Bateman v. Howard Johnson Co.

277 So. 2d 764, 1973 La. App. LEXIS 6574
CourtLouisiana Court of Appeal
DecidedMarch 19, 1973
DocketNo. 9279
StatusPublished
Cited by2 cases

This text of 277 So. 2d 764 (Bateman v. Howard Johnson Co.) is published on Counsel Stack Legal Research, covering Louisiana Court of Appeal primary law. Counsel Stack provides free access to over 12 million legal documents including statutes, case law, regulations, and constitutions.

Bluebook
Bateman v. Howard Johnson Co., 277 So. 2d 764, 1973 La. App. LEXIS 6574 (La. Ct. App. 1973).

Opinions

PICKETT, Judge.

This is an appeal by Rosie Adams Bateman, a claimant for unemployment compensation, from a judgment of the District Court in and for East Baton Rouge Parish, affirming the decision of the Board of Review Division of Employment Security, wherein it was held that plaintiff had left her work without good cause connected with the employment, which is a disqualification for benefits under LSA-R.S. 23:1601.
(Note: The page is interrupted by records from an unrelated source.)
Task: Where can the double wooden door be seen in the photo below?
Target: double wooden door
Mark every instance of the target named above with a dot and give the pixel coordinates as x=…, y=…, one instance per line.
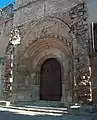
x=50, y=80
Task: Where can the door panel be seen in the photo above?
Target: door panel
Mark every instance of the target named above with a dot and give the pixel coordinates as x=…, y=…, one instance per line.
x=50, y=80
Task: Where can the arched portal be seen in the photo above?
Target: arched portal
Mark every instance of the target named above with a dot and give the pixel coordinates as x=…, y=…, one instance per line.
x=50, y=80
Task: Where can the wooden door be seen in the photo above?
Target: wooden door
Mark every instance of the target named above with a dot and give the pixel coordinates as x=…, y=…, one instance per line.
x=50, y=80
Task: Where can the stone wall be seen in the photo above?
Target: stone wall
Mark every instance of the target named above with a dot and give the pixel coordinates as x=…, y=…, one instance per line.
x=48, y=26
x=6, y=24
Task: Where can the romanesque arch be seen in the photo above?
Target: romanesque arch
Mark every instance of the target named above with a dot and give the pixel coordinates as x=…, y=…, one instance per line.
x=48, y=38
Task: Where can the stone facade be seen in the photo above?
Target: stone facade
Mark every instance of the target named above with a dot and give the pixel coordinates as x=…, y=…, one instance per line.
x=49, y=29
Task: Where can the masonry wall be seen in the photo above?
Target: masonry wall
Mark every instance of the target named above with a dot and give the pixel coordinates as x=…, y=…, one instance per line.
x=60, y=25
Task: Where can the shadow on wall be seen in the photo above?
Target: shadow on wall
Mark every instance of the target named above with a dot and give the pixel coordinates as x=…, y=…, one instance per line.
x=6, y=115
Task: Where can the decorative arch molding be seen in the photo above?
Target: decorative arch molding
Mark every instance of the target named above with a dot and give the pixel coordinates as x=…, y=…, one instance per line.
x=46, y=43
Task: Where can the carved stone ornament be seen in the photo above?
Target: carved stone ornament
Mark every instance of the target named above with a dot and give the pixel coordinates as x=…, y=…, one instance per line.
x=15, y=37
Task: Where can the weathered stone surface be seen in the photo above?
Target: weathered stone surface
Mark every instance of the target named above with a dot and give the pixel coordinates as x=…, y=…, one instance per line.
x=50, y=29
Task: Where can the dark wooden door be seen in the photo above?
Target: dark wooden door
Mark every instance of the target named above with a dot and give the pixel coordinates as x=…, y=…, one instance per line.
x=50, y=81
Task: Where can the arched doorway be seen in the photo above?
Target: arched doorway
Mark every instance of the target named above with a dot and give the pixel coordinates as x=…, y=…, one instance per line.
x=50, y=80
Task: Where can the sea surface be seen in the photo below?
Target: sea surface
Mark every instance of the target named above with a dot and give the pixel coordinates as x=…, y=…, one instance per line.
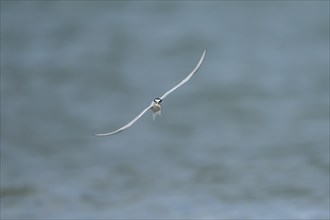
x=246, y=138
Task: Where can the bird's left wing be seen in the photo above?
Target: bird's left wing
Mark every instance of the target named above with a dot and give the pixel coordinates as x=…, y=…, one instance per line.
x=127, y=125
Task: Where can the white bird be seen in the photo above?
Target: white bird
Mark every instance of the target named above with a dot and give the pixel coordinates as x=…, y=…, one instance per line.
x=155, y=106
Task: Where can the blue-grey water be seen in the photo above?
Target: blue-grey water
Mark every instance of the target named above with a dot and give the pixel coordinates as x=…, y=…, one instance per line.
x=246, y=138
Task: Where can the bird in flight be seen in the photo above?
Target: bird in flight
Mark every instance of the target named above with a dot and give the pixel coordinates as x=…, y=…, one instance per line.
x=155, y=106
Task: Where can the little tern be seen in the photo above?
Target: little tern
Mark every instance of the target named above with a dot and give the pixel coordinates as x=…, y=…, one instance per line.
x=155, y=106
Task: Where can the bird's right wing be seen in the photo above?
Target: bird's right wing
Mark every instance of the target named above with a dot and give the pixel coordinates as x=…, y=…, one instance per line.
x=127, y=125
x=187, y=77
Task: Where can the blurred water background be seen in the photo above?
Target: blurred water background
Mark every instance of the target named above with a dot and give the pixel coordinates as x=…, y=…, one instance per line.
x=246, y=138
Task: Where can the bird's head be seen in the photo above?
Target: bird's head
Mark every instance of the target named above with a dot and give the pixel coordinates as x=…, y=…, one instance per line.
x=157, y=100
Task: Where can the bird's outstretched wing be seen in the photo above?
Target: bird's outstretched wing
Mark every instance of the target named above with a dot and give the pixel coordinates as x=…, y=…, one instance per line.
x=187, y=78
x=127, y=125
The findings of fact by the Appeals Referee are as follows:

“The claimant worked for the above employer for seven days as a short-order cook for a rate of pay of $1.93 per hour. She was working from 6:00 p. m. until 11:00 p. m. each day. Her last night of employment with the company was the night of the curfew in Baton Rouge that began at approximately 9:00 p. m. The claimant was unable to obtain transportation home from her job and did not return after being employed for only a couple of days. The claimant was aware that there was no public transportation available after approximately 7:00 p. m. each evening. The claimant on many occasions had to pay a taxi to go home each night. The company does not provide transportation to and from work for its employees.”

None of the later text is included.